Today, WPSU delivers programs over three channels (one broadcast, two
cable). In addition, it offers
three public radio channels with a mix of classical music, news and discussion,
and jazz. And, our community also
has access to a cable-based children’s channel—Sprout—from the Children’s
Television Workshop, which developed Sesame
Street and other children’s programs that are identified with public
broadcasting and that includes many of the same children’s programs broadcast
on the main public TV channel.
And, even more, there is a PBS application for iPAD that allows viewers
to watch full episodes of many nationally delivered programs.
Time,
changing technology and changing need, as our communities adapt to a new
economic and social context, have created both new challenges and new
opportunities for how we use media to inform, educate, and enlighten citizens
of the communities served by this unique system. Public broadcasting is better described today as public
media, because it uses multiple media delivery systems—continues to be an
important way to bring high-quality information and artistic expression to
communities and individual citizens.
Ultimately,
the key to success lies in the links between local communities and their local
station, between that station and the national PBS service. For instance, local stations could work
with their local school districts to encourage the use of PBS Learning Media services,
testing them against local teacher needs, identifying unmet needs, and
encouraging sharing of ideas across school boundaries.
Increasingly,
there is also a need to create links among stations that have similar missions to
collaborate in the development and use of programs). One example is
University Place, a partnership among three university-licensed Public
Television stations at Ohio State University, the University of Wisconsin, and
Penn State University to develop content in collaboration with stations'
affiliated universities, and delivery of content to teachers and other
audiences via the web, podcast, video-on-demand, and television broadcast.
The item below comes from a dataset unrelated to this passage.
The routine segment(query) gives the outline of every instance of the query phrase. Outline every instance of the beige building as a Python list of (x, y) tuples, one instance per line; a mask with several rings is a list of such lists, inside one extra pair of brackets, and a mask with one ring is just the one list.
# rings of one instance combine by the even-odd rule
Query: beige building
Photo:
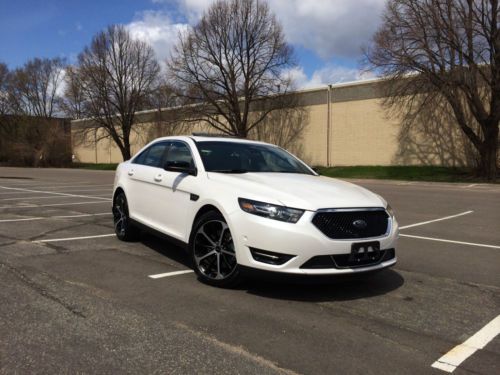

University Place was funded in part by the Corporation for Public Broadcasting. The project included development of a University Place Content
Sharing Portal—a web-based service designed to help
stations share, search and retrieve each others' programs.
In
today’s multi-platform environment, public media organizations can be, more
than ever, agencies that make the match between community need and media
resources, whether for instruction, community development, or cultural
expression. Innovations like
University Place and PBS LearningMedia suggest some starting points for the
next generation of public broadcasting.